McMaster University, Hamilton General Hospital-McMaster Clinic, Ontario, Canada.

出版信息

Herz. 1993 Dec;18 Suppl 1:444-8.

PMID:8125425
Abstract

The Studies of Left Ventricular Dysfunction (SOLVD) examined the effect of an angiotensin-converting enzyme (ACE) inhibitor, enalapril on mortality and hospitalization in 6,797 patients with low ejection fraction (EF < 0.35). Patients requiring treatment for heart failure were entered to the treatment trial (n = 2,569) while those patients not receiving pharmacological treatment for heart failure were entered in the prevention trial (n = 4,228). In the treatment trial, there was a 16% (95% confidence interval [CI], 5% to 26%) reduction in mortality with the largest reduction in deaths due to progressive heart failure (22%, 95% CI, 6 to 35%). There was also a 26% (95% CI, 18 to 34%) reduction in mortality or hospitalization for worsening heart failure. In the prevention trial there was an 8% (95% CI, -8 to 21%) reduction in mortality, 12% (95% CI, -3 to 26%) reduction in cardiovascular mortality, and a 29% (95% CI, 21 to 36%) reduction in mortality or development of heart failure. In addition, there was a 20% (95% CI, 9 to 30%) reduction in mortality or hospitalization for heart failure. There were consistent effects among subgroups defined by baseline serum sodium, vasodilator use, etiology and NYHA functional class. The effect of enalapril on mortality and hospitalization for heart failure was significantly greater for patients with the lowest ejection fraction.

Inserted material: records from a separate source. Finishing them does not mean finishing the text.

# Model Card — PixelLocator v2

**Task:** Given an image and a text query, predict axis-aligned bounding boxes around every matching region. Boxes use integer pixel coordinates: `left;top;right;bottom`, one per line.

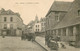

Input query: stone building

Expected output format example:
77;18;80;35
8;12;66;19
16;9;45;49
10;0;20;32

40;18;46;35
45;1;71;36
0;8;23;35
54;0;80;46
45;0;80;46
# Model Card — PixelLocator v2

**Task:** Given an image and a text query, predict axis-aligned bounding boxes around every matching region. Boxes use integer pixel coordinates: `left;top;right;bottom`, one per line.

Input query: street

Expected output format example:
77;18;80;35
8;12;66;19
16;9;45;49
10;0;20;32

0;36;45;51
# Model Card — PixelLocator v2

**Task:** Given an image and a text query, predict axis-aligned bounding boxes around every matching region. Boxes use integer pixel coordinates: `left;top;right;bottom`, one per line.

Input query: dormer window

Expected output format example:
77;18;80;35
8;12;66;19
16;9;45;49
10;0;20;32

78;10;80;16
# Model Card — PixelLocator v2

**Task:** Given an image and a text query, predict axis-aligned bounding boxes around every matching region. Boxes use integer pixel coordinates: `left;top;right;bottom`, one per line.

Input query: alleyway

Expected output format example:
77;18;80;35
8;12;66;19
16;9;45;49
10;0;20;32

0;36;45;51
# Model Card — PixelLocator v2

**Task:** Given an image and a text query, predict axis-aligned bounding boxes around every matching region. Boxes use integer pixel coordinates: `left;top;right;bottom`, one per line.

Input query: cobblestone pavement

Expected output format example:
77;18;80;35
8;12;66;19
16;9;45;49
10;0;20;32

0;37;45;51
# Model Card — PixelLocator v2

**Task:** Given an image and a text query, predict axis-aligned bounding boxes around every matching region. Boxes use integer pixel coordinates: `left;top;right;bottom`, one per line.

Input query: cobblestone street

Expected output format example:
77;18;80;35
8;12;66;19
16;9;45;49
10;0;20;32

0;37;45;51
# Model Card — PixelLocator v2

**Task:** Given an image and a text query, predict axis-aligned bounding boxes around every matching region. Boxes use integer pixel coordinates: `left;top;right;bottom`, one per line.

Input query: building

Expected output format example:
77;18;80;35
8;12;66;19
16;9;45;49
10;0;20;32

54;0;80;46
0;8;23;35
40;18;46;35
45;0;80;46
33;15;41;33
28;15;45;35
45;1;71;37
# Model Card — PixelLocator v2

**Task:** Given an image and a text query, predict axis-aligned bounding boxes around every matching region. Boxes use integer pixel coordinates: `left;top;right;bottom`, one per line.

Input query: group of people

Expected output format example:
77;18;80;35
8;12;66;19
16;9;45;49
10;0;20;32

21;33;36;42
45;36;60;50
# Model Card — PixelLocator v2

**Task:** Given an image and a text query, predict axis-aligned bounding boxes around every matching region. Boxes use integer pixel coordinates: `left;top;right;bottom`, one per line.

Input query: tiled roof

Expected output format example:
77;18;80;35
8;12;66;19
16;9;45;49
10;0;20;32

46;1;72;16
54;0;80;29
50;1;71;11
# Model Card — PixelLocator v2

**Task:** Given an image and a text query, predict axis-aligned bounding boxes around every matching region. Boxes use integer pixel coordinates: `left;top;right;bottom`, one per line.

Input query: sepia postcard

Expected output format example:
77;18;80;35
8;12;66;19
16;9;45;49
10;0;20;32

0;0;80;51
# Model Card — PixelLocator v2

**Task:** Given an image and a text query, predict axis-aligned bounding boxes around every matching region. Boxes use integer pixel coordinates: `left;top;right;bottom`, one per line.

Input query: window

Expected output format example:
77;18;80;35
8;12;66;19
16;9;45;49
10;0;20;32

38;29;39;31
55;12;59;21
10;17;13;22
36;25;37;27
10;24;13;29
4;24;7;29
38;25;39;27
63;28;66;36
58;29;61;36
78;10;80;16
4;17;7;22
69;27;73;36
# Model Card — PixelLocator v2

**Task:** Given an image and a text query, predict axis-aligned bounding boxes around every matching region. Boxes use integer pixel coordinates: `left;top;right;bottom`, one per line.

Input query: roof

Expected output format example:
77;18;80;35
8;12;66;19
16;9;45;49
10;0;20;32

0;8;20;17
54;0;80;29
46;1;72;16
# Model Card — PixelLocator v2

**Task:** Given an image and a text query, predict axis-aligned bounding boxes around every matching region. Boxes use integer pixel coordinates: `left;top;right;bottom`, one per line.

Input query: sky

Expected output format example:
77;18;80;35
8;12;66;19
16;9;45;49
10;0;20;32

0;0;73;25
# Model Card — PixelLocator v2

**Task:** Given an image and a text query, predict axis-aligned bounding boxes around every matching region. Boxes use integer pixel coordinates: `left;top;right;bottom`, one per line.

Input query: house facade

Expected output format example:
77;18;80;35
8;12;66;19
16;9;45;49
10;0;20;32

0;8;23;35
45;0;80;46
46;1;71;37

In both trials, there were highly significant reductions in myocardial infarction (23%, 95% CI, 11 to 34%) and hospitalizations for unstable angina (20%, 95% CI, 9 to 29%).

摘要

左心室功能障碍研究(SOLVD)探讨了血管紧张素转换酶(ACE)抑制剂依那普利对6797例射血分数低(EF<0.35)患者死亡率和住院率的影响。需要治疗心力衰竭的患者进入治疗试验(n = 2569),而未接受心力衰竭药物治疗的患者进入预防试验(n = 4228)。在治疗试验中,死亡率降低了16%(95%置信区间[CI],5%至26%),因进行性心力衰竭导致的死亡减少最多(22%,95%CI,6%至35%)。因心力衰竭恶化导致的死亡率或住院率也降低了26%(95%CI,18%至34%)。在预防试验中,死亡率降低了8%(95%CI,-8%至21%),心血管死亡率降低了12%(95%CI,-3%至26%),心力衰竭死亡率或发生率降低了29%(95%CI,21%至36%)。此外,心力衰竭导致的死亡率或住院率降低了20%(95%CI,9%至30%)。在根据基线血清钠、血管扩张剂使用、病因和纽约心脏协会(NYHA)功能分级定义的亚组中,效果一致。依那普利对射血分数最低的患者心力衰竭死亡率和住院率的影响显著更大。在两项试验中,心肌梗死(23%,95%CI,11%至34%)和不稳定型心绞痛住院率(20%,95%CI,9%至29%)均有显著降低。